Re: map task in initializing phase for too long

Posted by Raghu Angadi <ra...@yahoo-inc.com>.
Doug Cutting wrote:
> Owen wrote:
>> One side note is that all of the servers have a servlet such that if  
>> you do http://<node>:<port>/stacks you'll get a stack trace of all  
>> the threads in the server. I find that useful for remote debugging.  
>> *smile* Although if it is a task jvm that has the problem, then there  
>> isn't a server for them.
> 
> (This should probably be added to the documentation or the wiki...)

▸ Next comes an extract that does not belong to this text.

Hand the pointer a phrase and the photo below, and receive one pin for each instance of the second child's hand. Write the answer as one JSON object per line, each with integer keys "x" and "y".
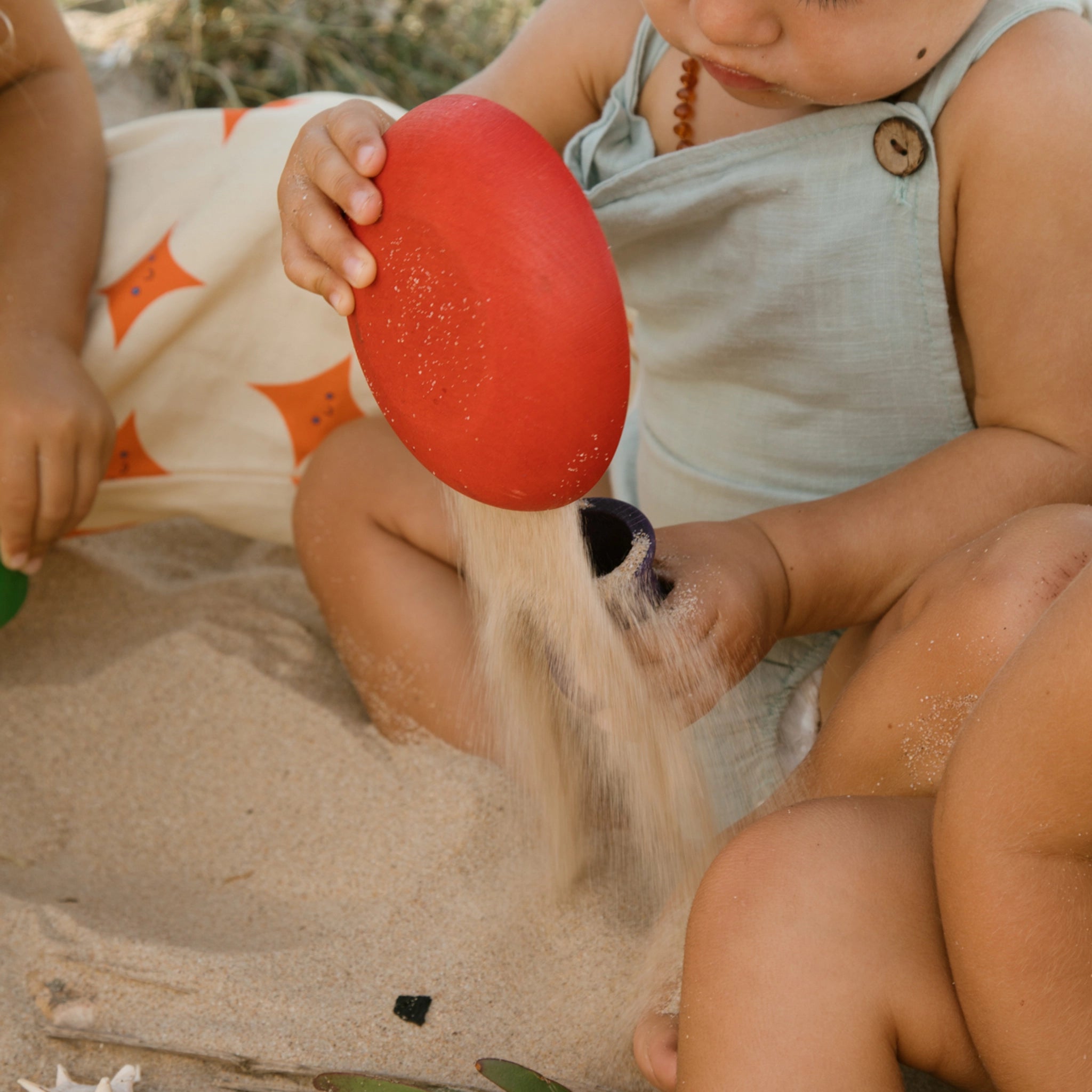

We should. This is very useful. I have been working on Hadoop for months 
but still didn't know.

Raghu.

> Doug


Re: map task in initializing phase for too long

Posted by Jun Rao <ju...@almaden.ibm.com>.
I enabled logging. The slow map task was caused when making a socket 
connection call in setupIOstreams()(triggered by the first RPC 
call--getProtocolVersion()--from MapTask to TaskTracker). If the socket 
connection call was made at t1, the call didn't return until t1 + ~200 
seconds (normally, each Map task takes about 8 seconds). At the RPC server 
side, doAccept() was also called at t1 + ~200 seconds. I was running a Job 
with 200+ splits 10 times. On average, there was one slow map task per run 
(all slow Map tasks took ~200 seconds to make the socket connection). I 
was using a recent 64-bit IBM JVM on SuSe.

Jun
IBM Almaden Research Center
K55/B1, 650 Harry Road, San Jose, CA  95120-6099

junrao@almaden.ibm.com
(408)927-1886 (phone)
(408)927-3215 (fax)




Doug Cutting <cu...@apache.org> 
06/21/2007 09:21 AM
Please respond to
hadoop-user@lucene.apache.org


To
hadoop-user@lucene.apache.org
cc

Subject
Re: map task in initializing phase for too long






Jun Rao wrote:
> I am wondering if anyone has experienced this problem. Sometimes when I 
> ran a job, a few map tasks (often just one) hang in the initializing 
phase 
> for more than 3 minutes (it normally finishes in a couple seconds). They 

> will eventually finish, but the whole job is slowed down considerably. 
The 
> weird thing is that the slow task is not deterministic. It doesn't 
always 
> occur and if does, can occur on any split and on any host.

I have not seen this.

Perhaps you can get a stack trace from the tasktracker while this is 
happening?

Owen described how to get such stack traces in:

http://mail-archives.apache.org/mod_mbox/lucene-hadoop-user/200706.mbox/%3c3AB557D4-4B71-4286-BB36-1A449F28BAD5@yahoo-inc.com%3e


Owen wrote:
> One side note is that all of the servers have a servlet such that if 
> you do http://<node>:<port>/stacks you'll get a stack trace of all 
> the threads in the server. I find that useful for remote debugging. 
> *smile* Although if it is a task jvm that has the problem, then there 
> isn't a server for them.

(This should probably be added to the documentation or the wiki...)

Doug


Re: map task in initializing phase for too long

Posted by Doug Cutting <cu...@apache.org>.
Jun Rao wrote:
> I am wondering if anyone has experienced this problem. Sometimes when I 
> ran a job, a few map tasks (often just one) hang in the initializing phase 
> for more than 3 minutes (it normally finishes in a couple seconds). They 
> will eventually finish, but the whole job is slowed down considerably. The 
> weird thing is that the slow task is not deterministic. It doesn't always 
> occur and if does, can occur on any split and on any host.

I have not seen this.

Perhaps you can get a stack trace from the tasktracker while this is 
happening?

Owen described how to get such stack traces in:

http://mail-archives.apache.org/mod_mbox/lucene-hadoop-user/200706.mbox/%3c3AB557D4-4B71-4286-BB36-1A449F28BAD5@yahoo-inc.com%3e

Owen wrote:
> One side note is that all of the servers have a servlet such that if  
> you do http://<node>:<port>/stacks you'll get a stack trace of all  
> the threads in the server. I find that useful for remote debugging.  
> *smile* Although if it is a task jvm that has the problem, then there  
> isn't a server for them.

(This should probably be added to the documentation or the wiki...)

Doug